演出の鈴木勝秀氏は前回のROCK READING「幸福王子」の公演後に「ROCK READINGは音楽ライブとして作った。どうか文学として噛み砕くのではなく、音楽として呑み込んで欲しい」(意訳)と語っていた。私を含めた多くのファンが幸福王子に込められたメッセージの解釈に勤しんでいた中で、その言葉は非常に堪えた。

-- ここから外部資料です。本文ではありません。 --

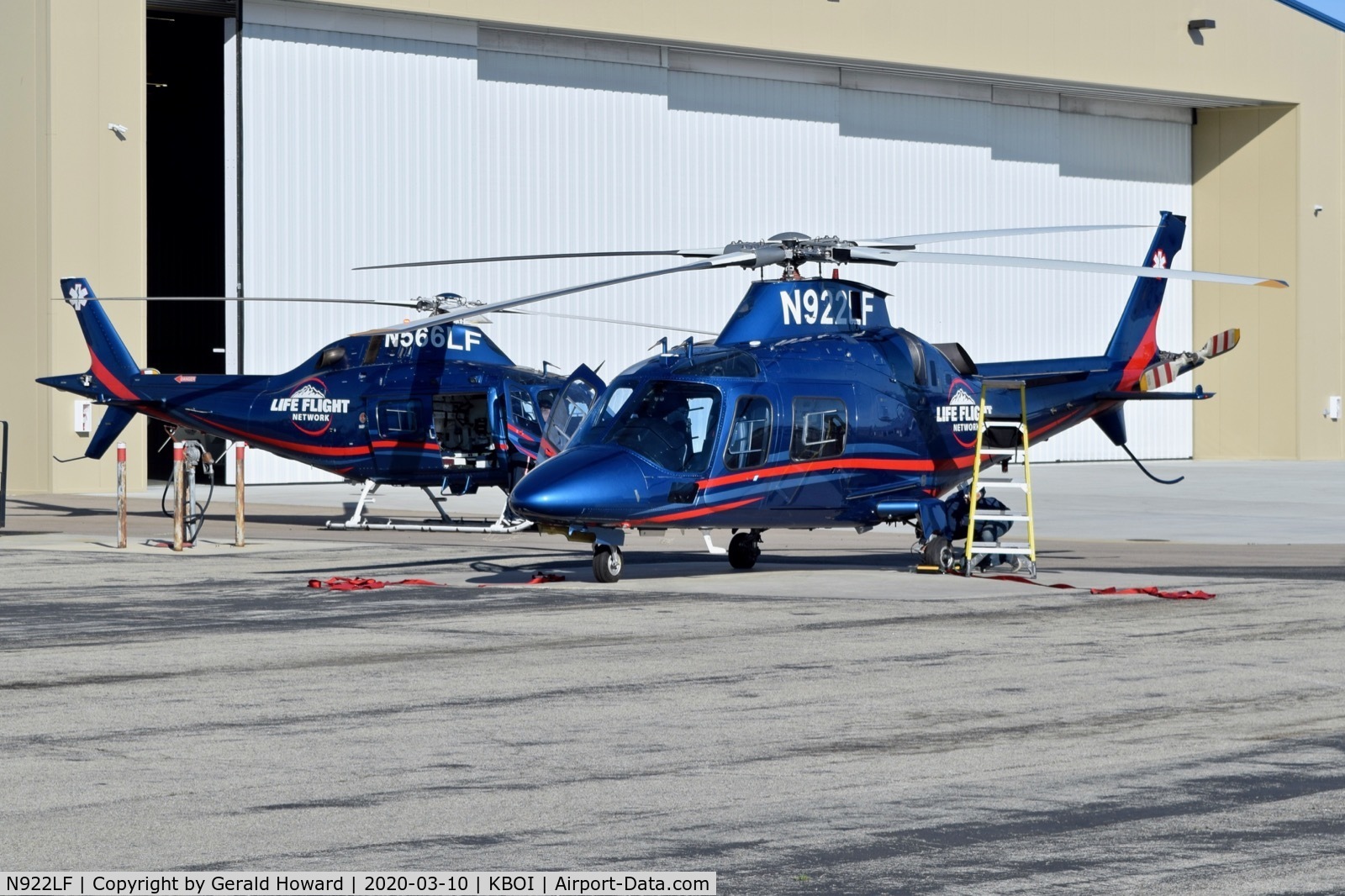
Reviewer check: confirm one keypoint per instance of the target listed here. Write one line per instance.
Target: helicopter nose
(591, 483)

だから今回のロビンは氏の言う通り音楽を楽しむことに重きを置いた。実際、とても楽しかった。特に「聖者の行進」をみんなで演奏しながら歌うところは心が沸き立つ感覚を久しぶりに味わうことができた。
しかし、一方でどうにも釈然としなかった。幕の向こう側に置いたままのロビン・フッドの物語をどうすればいいかわからなかったからだ。

昔、こんな話を読んだことがある。
ある学者が、先住民族に伝わる神話の調査をしていた。彼らは話をする代わりに学者のことを聞きたがったので、学者は持っている知識を分け与えた。しばらくして再度その地を訪れたとき、かつて学者が教えた話が神話に組み込まれていた……というものである。ある一定の時期で分断され、固定されるのではなく、今もなお変化し続けるのが神話や伝説といった口伝の物語なのだ、という趣旨だった。観劇後、その話を思い出した。

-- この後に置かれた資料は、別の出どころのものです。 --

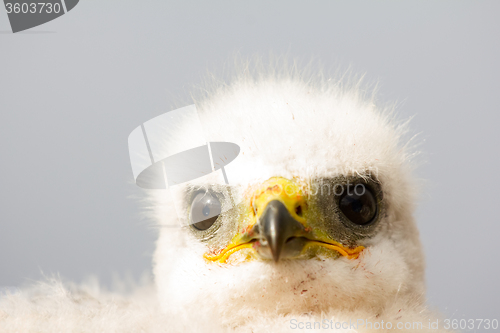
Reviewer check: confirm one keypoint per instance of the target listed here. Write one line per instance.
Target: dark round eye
(205, 209)
(358, 204)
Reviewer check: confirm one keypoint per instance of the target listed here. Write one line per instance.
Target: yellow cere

幸福な王子はオスカー・ワイルドというアイルランドの作家が一人で書き上げた童話フェアリーテイルだが、ロビン・フッドは中世イングランドの吟遊詩人が民衆に語り継いできた伝承フォークロアである。近代に入ってからも小説や映画など、多くの人の手によって新しい解釈のロビン・フッドが生み出されており、その最果てにROCK READING「ロビン」はあった。
確かに「遠い昔の出来事」ではあっても、「書き換えることのできない物語」ではなかったのだ。
先述の通り私はこの舞台で初めてロビン・フッドの物語に触れた。つまりこれは私が中世イングランドの吟遊詩人からROCK READINGの手を介して受け取った、私が語り継ぐべき21世紀の伝承なのだ。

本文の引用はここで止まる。